The Erasers (Les Gommes) is a novel by French writer Alain Robbe-Grillet, published in 1953 and earning him the Fénéon Prize the next year.

== Plot Introduction ==
In an unnamed city, someone attempts to assassinate a man, Daniel Dupont, in his home. The assassin appears to have been ordered by a terrorist group to assassinate Dupont for political reasons. After suffering only a slight bullet wound to the arm, Dupont fakes his death with the help of the shady Doctor Juard. A newly promoted investigator, Wallas, tries to find those responsible for the assassination, despite there being no body recovered by the police. The plot is based on Oedipus Rex of Sophocles.

== Characters ==

- Wallas — A special agent from the Bureau of Investigations (Bureau d'Enquêtes) who is sent to the city to investigate the (attempted) assassination of Daniel Dupont. Wallas notably resembles the assassin in physical appearance. Wallas is also in search of the ideal eraser. It is an eraser which crumbles into fine dust as it is used, leaving no residue behind on the eraser itself. Wallas has seen such an eraser before, but unfortunately the brand of the eraser was mostly rubbed off and the owner did not know the brand nor where he bought it.
- Garinati — The assassin and member of a clandestine group which has been carrying out assassinations every day at precisely 7:30pm for eight days in a row. Dupont is meant to be the ninth target. Garinati fails to kill Dupont because he neglects one step in the precisely detailed plan for the assassination. Garinati has also been tasked by Bona to monitor Wallas.
- Laurent — Chief Inspector of the city, who is all too glad to relinquish the case to Wallas. Laurent believes the "assassinations" are a conspiracy promoted by the minister, whom he believes to have a few screws loose. Laurent's dislike of the minister comes from a previous conspiracy pushed by the minister which made his police force a laughing-stock. Laurent spends the majority of the investigation telling Wallas he is wasting his time, and trying to convince himself that Dupont's death is a suicide.
- Daniel Dupont — Target of the assassination for reasons unknown.

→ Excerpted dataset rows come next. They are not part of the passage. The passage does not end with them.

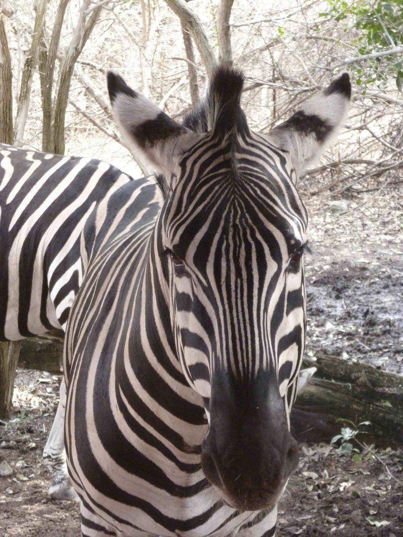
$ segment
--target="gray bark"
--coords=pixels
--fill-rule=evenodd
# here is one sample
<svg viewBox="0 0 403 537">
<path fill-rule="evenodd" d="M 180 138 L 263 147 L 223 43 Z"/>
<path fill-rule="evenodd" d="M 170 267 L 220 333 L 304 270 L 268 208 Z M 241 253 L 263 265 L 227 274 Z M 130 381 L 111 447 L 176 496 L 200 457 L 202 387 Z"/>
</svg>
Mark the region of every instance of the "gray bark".
<svg viewBox="0 0 403 537">
<path fill-rule="evenodd" d="M 203 29 L 197 15 L 188 6 L 184 0 L 165 0 L 167 4 L 179 17 L 189 30 L 196 43 L 206 71 L 211 76 L 217 62 L 213 47 Z"/>
<path fill-rule="evenodd" d="M 12 88 L 11 60 L 3 16 L 0 16 L 0 142 L 12 144 Z"/>
<path fill-rule="evenodd" d="M 233 64 L 229 17 L 233 3 L 234 0 L 221 0 L 217 17 L 218 61 L 227 67 L 232 67 Z"/>
<path fill-rule="evenodd" d="M 20 341 L 0 342 L 0 419 L 7 419 L 12 404 Z"/>
<path fill-rule="evenodd" d="M 31 43 L 28 57 L 25 60 L 23 69 L 17 116 L 14 127 L 15 145 L 17 147 L 20 147 L 22 146 L 22 140 L 24 137 L 24 132 L 28 115 L 28 108 L 30 106 L 32 77 L 39 59 L 40 43 L 44 31 L 45 15 L 47 3 L 48 0 L 40 0 L 35 6 L 36 14 L 32 41 Z"/>
</svg>

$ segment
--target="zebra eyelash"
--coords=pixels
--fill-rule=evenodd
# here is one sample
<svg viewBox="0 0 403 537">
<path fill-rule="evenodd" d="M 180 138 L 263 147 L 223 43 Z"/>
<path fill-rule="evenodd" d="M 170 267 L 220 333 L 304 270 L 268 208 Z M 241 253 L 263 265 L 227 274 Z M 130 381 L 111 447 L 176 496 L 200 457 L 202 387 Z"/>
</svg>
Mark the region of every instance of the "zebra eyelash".
<svg viewBox="0 0 403 537">
<path fill-rule="evenodd" d="M 182 260 L 170 249 L 165 248 L 162 252 L 163 256 L 170 257 L 172 263 L 175 267 L 177 268 L 183 268 L 184 267 L 184 264 Z"/>
</svg>

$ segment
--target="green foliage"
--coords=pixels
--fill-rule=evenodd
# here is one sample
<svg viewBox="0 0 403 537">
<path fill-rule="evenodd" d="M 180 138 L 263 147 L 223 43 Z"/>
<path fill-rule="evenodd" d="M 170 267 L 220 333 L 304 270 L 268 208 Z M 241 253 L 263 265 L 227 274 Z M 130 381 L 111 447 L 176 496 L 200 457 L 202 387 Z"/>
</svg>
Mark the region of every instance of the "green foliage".
<svg viewBox="0 0 403 537">
<path fill-rule="evenodd" d="M 358 36 L 351 44 L 361 56 L 403 46 L 403 1 L 369 3 L 366 0 L 327 0 L 329 9 L 319 14 L 330 17 L 346 27 L 353 27 Z M 400 57 L 401 57 L 400 56 Z M 363 89 L 375 83 L 383 89 L 394 78 L 399 91 L 403 89 L 403 60 L 398 55 L 386 55 L 352 65 L 356 83 Z"/>
<path fill-rule="evenodd" d="M 351 455 L 354 451 L 356 453 L 353 455 L 353 460 L 356 462 L 359 462 L 361 460 L 361 455 L 358 449 L 354 447 L 352 442 L 354 441 L 357 434 L 365 433 L 365 431 L 362 430 L 361 428 L 363 425 L 371 425 L 371 422 L 361 422 L 357 425 L 349 419 L 339 419 L 337 421 L 343 422 L 346 425 L 344 427 L 342 427 L 340 434 L 336 434 L 336 436 L 333 437 L 330 443 L 335 444 L 340 440 L 340 446 L 338 448 L 339 453 L 342 455 Z"/>
</svg>

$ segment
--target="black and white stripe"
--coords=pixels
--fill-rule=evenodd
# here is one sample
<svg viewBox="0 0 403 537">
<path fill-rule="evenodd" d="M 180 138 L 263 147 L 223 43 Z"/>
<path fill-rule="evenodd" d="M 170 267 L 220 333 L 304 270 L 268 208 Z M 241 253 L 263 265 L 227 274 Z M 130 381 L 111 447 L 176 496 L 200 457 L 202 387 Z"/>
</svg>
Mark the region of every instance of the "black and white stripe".
<svg viewBox="0 0 403 537">
<path fill-rule="evenodd" d="M 296 179 L 343 121 L 350 84 L 342 75 L 268 135 L 249 129 L 242 84 L 219 70 L 179 125 L 109 75 L 117 121 L 161 188 L 123 185 L 82 236 L 64 370 L 83 535 L 274 535 L 298 460 Z"/>
<path fill-rule="evenodd" d="M 82 279 L 80 237 L 94 207 L 131 178 L 99 161 L 0 144 L 0 340 L 64 330 Z M 66 494 L 64 382 L 44 453 Z"/>
</svg>

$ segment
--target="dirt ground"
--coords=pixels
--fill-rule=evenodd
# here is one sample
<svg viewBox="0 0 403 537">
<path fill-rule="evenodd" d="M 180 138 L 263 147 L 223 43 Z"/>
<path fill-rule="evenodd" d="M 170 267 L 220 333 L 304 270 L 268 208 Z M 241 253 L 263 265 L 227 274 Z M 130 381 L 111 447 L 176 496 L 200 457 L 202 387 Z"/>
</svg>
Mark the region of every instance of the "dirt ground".
<svg viewBox="0 0 403 537">
<path fill-rule="evenodd" d="M 350 199 L 307 200 L 306 352 L 314 359 L 320 351 L 403 374 L 401 193 L 359 212 Z M 0 537 L 80 535 L 77 504 L 48 499 L 41 462 L 59 382 L 18 371 L 12 419 L 0 427 L 0 469 L 6 463 L 12 471 L 0 477 Z M 357 447 L 346 455 L 334 446 L 301 445 L 299 470 L 279 506 L 279 537 L 403 537 L 403 452 Z"/>
</svg>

It is possible that it is because of his involvement in politics or his relation with the government and minister. Dupont survives the assassination, suffering a slight bullet-wound to the arm, but he has Doctor Juard help him to fake his death so that the assassins believe they were successful.
- Doctor Juard — A doctor of ill-repute in the village who agrees to fake Dupont's death. It is suggested that Doctor Juard is something of a "mob doctor" who has helped out the clandestine group or other criminals in the past.
- Bona — Presumed head of the clandestine group carrying out the assassinations.
- Fabius — Eccentric and famed figure of the Bureau of Investigations. In some ways he is Wallas' boss. He has reluctantly given Wallas the job because Wallas' head is a few cubic millimeters short of the required size for a special agent, and he therefore believes Wallas is doomed to fail as a special agent.

== Style ==
One element of style Les Gommes employs is the use of free indirect discourse. The narration of the plot is presented from the point of view of the different characters in the novel, sometimes switching viewpoints between paragraphs. The reader has access to the thoughts of investigators, culprits, and victims alike giving a biased, though comprehensive view of the events surrounding the assassination. This stylistic choice allows the reader to conduct their own investigation in parallel to that of Wallas and Laurent. Though the major details of the attempted assassination are known from the prologue, many important details are left out and are mentioned only as the reader and the investigation by Wallas progresses.

The other major stylistic element is the circular nature of the novel, in which actions and descriptions are repeated over and over. This circular movement (both of the plot and of descriptions within the narrative), is further highlighted by the names of the city's streets, such as Circular Boulevard, and the seemingly confusing geography of the city. The same description of Wallas and a cyclist crossing a draw-bridge is repeated multiple times, and there is one instance in which Wallas is idly walking and ends up back where he started. Wallas repeatedly intends to interview Doctor Juard, but he is continually being sidetracked and having to start the investigation over. The circular nature of the novel is also reinforced by similarities (of both appearance and actions) between the investigator Wallas the investigator and the assassin Garinati.

== Trivia ==

Susan Beschta named her 1970s punk rock band The Erasers, taking the name from the novel.